Le Conseil constitutionnel a rendu, le 20 juin 2025, une décision relative au contrôle des comptes de campagne pour les élections législatives des 30 juin et 7 juillet 2024. Un candidat s’étant présenté dans la troisième circonscription du département de l’Ain a soumis ses opérations financières à l’examen de l’autorité administrative compétente. Par une décision du 20 février 2025, la Commission nationale des comptes de campagne et des financements politiques a prononcé le rejet du compte de l’intéressé. Cette autorité a ensuite saisi le juge électoral le 4 mars 2025 afin qu’il statue sur une éventuelle inéligibilité au regard du code électoral. Le Conseil constitutionnel devait déterminer si le cumul de violations des règles relatives au mandataire financier et au règlement des dépenses justifiait une sanction d’inéligibilité. Les juges confirment le rejet du compte et déclarent le candidat inéligible pour une durée de trois ans en raison du caractère substantiel des obligations méconnues. L’analyse de cette décision suppose d’examiner d’abord la caractérisation des manquements aux règles de financement avant d’étudier la sévérité de la sanction d’inéligibilité désormais prononcée.
I. La caractérisation des manquements substantiels aux règles de financement
A. L’irrégularité organique du mandataire et l’absence de traçabilité bancaire
Le droit électoral impose une séparation stricte entre le candidat et la gestion des fonds nécessaires à sa campagne par l’intermédiaire d’un mandataire financier. En l’espèce, le mandataire choisi était une association dont le candidat assurait la présidence, ce qui constitue une violation directe du premier alinéa de l’article L. 52-5. Cette interdiction vise à garantir l’indépendance de la structure de financement et à prévenir toute confusion entre les intérêts personnels du candidat et ses finances électorales. Par ailleurs, le Conseil constitutionnel relève que ce mandataire n’avait ouvert aucun compte bancaire ou postal unique pour retracer la totalité des opérations financières.

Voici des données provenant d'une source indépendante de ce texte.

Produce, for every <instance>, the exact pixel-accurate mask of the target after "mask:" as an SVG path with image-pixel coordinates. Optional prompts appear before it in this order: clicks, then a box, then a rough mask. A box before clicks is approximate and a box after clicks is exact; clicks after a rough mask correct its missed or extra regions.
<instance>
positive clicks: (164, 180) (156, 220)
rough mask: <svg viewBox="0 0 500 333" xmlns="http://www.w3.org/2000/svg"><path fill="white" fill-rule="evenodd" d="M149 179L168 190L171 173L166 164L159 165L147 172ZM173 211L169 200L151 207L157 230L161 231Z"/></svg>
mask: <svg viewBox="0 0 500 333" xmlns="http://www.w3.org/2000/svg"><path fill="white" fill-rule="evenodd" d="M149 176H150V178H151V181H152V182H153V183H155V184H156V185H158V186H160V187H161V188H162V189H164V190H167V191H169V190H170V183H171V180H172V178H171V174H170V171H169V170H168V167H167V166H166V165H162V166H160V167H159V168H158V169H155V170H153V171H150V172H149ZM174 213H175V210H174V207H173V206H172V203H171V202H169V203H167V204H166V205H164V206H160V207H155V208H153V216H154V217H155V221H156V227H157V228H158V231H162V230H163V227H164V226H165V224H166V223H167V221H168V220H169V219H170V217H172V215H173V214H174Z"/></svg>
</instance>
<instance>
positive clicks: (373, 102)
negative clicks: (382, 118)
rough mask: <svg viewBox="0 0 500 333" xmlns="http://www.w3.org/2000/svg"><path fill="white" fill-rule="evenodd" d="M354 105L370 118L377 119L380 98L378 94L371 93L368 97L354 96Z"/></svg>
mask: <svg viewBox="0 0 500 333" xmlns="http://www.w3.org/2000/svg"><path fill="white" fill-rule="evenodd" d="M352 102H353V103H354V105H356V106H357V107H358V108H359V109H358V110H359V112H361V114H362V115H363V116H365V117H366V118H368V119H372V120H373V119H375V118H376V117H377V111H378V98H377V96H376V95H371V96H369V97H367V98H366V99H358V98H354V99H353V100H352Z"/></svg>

L’absence d’un tel compte prive l’administration et le juge de la possibilité de vérifier la provenance des fonds ainsi que la réalité des flux financiers.
B. La méconnaissance du principe du règlement des dépenses par le mandataire
Le candidat a procédé au règlement direct de la totalité de ses dépenses électorales pour un montant global s’élevant à sept cent soixante-treize euros. Cette pratique contrevient aux dispositions de l’article L. 52-4 du code électoral qui réservent au seul mandataire financier le soin de payer les dettes engagées. Le juge constitutionnel rappelle que le règlement direct par le candidat n’est admissible que pour des dépenses dont le montant est « faible par rapport au total » du compte. Une telle tolérance est également subordonnée à la condition que ces sommes soient considérées comme un montant « négligeable au regard du plafond de dépenses autorisées » par la loi. En payant l’intégralité de ses frais sans passer par son mandataire, le requérant a privé de toute utilité le mécanisme de contrôle prévu par le législateur.
II. La sanction d’inéligibilité fondée sur la gravité du cumul des fautes
A. L’appréciation de la particulière gravité des manquements constatés
Le rejet d’un compte de campagne n’entraîne pas automatiquement l’inéligibilité du candidat, laquelle reste subordonnée à l’appréciation souveraine du juge constitutionnel sur la gravité des faits. L’article L.O. 136-1 du code électoral permet cette sanction en cas de « manquement d’une particulière gravité aux règles de financement » décelé lors de l’examen. Pour prononcer une inéligibilité de trois ans, le Conseil se fonde sur le fait que l’intéressé a méconnu simultanément plusieurs piliers fondamentaux de la transparence financière. La décision souligne avec force qu’une telle sanction est justifiée « eu égard au cumul et au caractère substantiel des obligations méconnues » par le candidat lors du scrutin. Le caractère intentionnel ou la négligence grossière semble ici présumé par la nature élémentaire des règles qui ont été ignorées durant toute la période électorale.
B. La portée pédagogique de la fermeté du juge de l’élection
La sévérité de la décision s’explique par la nécessité de protéger l’égalité entre les candidats et la sincérité du scrutin par un contrôle rigoureux des fonds. Le Conseil constitutionnel estime que le candidat ne « pouvait ignorer la portée » des obligations de dépôt et de présentation de ses comptes de campagne selon les formes légales. En fixant la durée d’inéligibilité à trois ans, le juge envoie un signal clair sur l’importance du respect des formalités administratives liées au mandataire financier. Cette fermeté jurisprudentielle assure que les règles relatives au compte bancaire unique et à l’interdiction des règlements directs ne soient pas perçues comme de simples options. La protection de l’ordre public électoral exige en effet que chaque participant se soumette aux mêmes contraintes de traçabilité financière pour garantir l’équité de la compétition.